Around 40% of lung cancer patients develop brain metastasis, but this new research has found out that this number is dramatically higher among smokers. In this study, the researchers have found that nicotine enhanced brain metastasis by crossing blood-brain barrier to change microglia. Microglia is a type of immune cell in the brain. The mouse model suggested that it supported tumor growth. The team of researchers then looked for drugs that might reverse the effects of nicotine and identified parthenolide, which blocked nicotine-induced brain metastasis in the mice.

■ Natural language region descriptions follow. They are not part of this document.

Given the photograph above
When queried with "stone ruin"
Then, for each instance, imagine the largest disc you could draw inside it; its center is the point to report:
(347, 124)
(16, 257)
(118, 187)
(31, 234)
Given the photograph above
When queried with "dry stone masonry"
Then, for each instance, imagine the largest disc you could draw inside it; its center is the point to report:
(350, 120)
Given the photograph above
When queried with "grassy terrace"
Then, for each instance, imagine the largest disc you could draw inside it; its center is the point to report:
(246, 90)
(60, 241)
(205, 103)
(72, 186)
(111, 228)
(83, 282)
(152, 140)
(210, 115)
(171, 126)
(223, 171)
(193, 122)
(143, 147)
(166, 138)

Dr. Kounosuke Watabe, a professor of cancer biology at Wake Forest School of Medicine in Winston-Salem, NC, said, “There is an urgent need to understand the mechanisms that drive brain metastasis so that more effective therapies can be developed.”“E-cigarette, nicotine patch, and nicotine gum are commonly used as nicotine replacement therapies to help these patients cease smoking. However, our results clearly show that nicotine has profound and long-term effects on brain metastasis progression, suggesting that cancer patients should be cautious in their use of nicotine for smoking cessation”, he added.